Survie des musées : les observations du directeur de BOZAR passées au crible

Des seaux à côté de chefs d’œuvre, des pigeons dans les salles d’exposition des musées. Malgré le budget de 150 millions d’€ de la Régie des Bâtiments pour 2016, censé entretenir les propriétés de l’Etat – dont les Institutions Culturelles Fédérales (ICF) et les Etablissements Scientifiques Fédéraux (ESF) – nos musées tombent en ruines. Quelles solutions pour pallier à cette situation catastrophique ? Paul Dujardin, directeur de BOZAR, a évoqué hier ses observations et pistes sur les ondes de La Première. Décryptage.
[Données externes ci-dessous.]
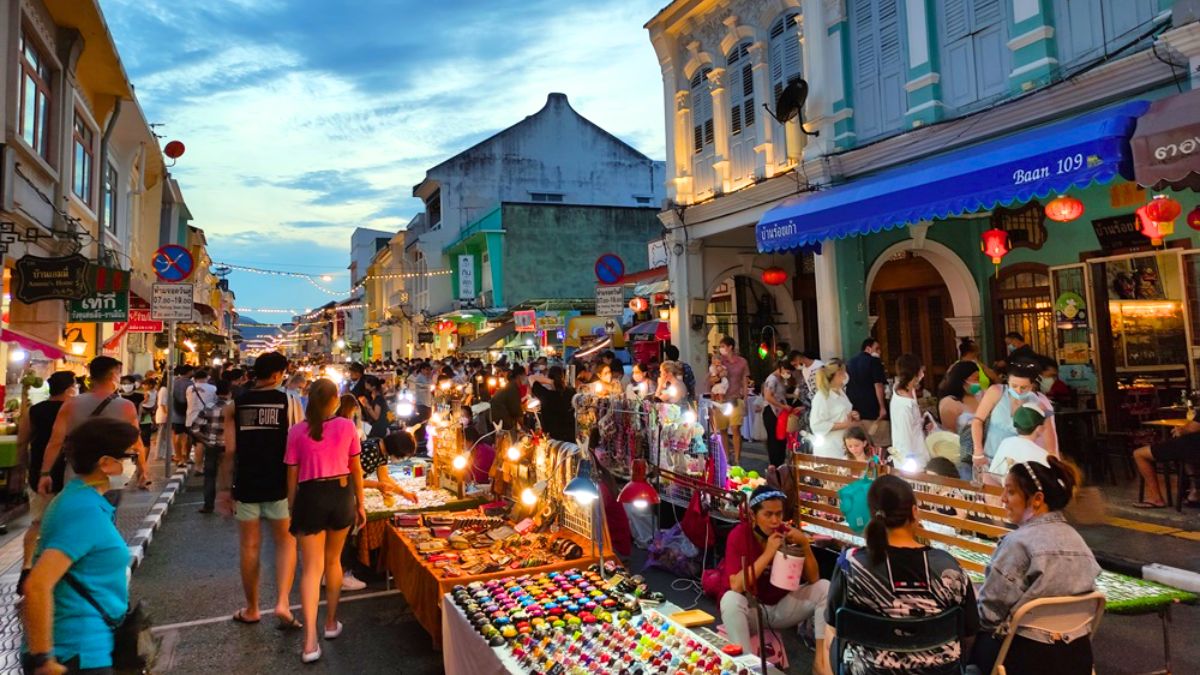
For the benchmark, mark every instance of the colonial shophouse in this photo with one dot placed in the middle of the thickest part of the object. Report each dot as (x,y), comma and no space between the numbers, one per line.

1. « Le budget consacré aux musées ailleurs en Europe, notamment aux Pays-Bas, est plus bas qu’en Belgique »

FLOU

Tentons de comparer la situation belge et hollandaise. Pour Jean-Gilles Lowies, chercheur à l’ULB et à l’Observatoire des Politiques et des Institutions Culturelles, il est « très difficile de comparer les subventions entre pays dont l’organisation institutionnelle est différente ». La Belgique est fédérale, les Pays-Bas unitaires. Chez nos voisins du Nord, les subsides aux musées s’élevaient à 491 millions d’€ en 2013, soit 56% du revenu total des musées, le tout pour un pays de 16 millions d’habitants. En Belgique, l’analyse est plus complexe puisqu’il faut prendre en compte :

  • Une part du budget de la Régie des Bâtiments pour l’entretien et la rénovation des ESF et Institutions Culturelles Fédérales (101 millions € dans le budget 2015, 150 millions € dans le budget 2016[1]).
  • Une part, difficilement définissable, du budget du département des affaires étrangères pour les Institutions Culturelles Fédérales.
  • Une part du budget de la Politique scientifique pour les Etablissements Scientifiques Fédéraux (ESF) (environ 11 millions € en 2015).
  • Les subventions de la Fédération Wallonie-Bruxelles (17.147.475,88 € en 2014) et de la Communauté Flamande (8.122.000 € en 2013).

D’où la difficulté de comparer avec précision la situation belge avec l’étranger. Pour M. Lowies, il n’est cependant « pas impossible que l’organisation de trois politiques de musées (fédéral et communautés) entraîne davantage de dépenses que dans un pays unitaire tel que les
Pays-Bas. »

L’intervention de Paul Dujardin sur La Première, à partir de 4:00 (cliquez sur l’image pour voir la vidéo)

2. « Il faut rappeler l’effort très important que le privé a fait pour aider le public dans le projet du Musée Magritte […] par du mécénat. »

A NUANCER

Si Suez, via un « mécénat de compétences », a en effet contribué à hauteur de 4,5 millions d’€ à la mise en place du Musée Magritte, ce cas est très particulier. Suez n’a pas donné d’argent mais des compétences, un savoir-faire au service du Musée Magritte. En principe, la défiscalisation du mécénat pour les entreprises en Belgique ne se fait que jusqu’à hauteur de 5% du chiffre d’affaires, avec un plafond de 500.000 €. Ici, Suez a pu, en accord avec le gouvernement, faire passer ce « mécénat  de compétences » à titre de « charge et dépense professionnelle », qui ne comporte pas de plafond explicite.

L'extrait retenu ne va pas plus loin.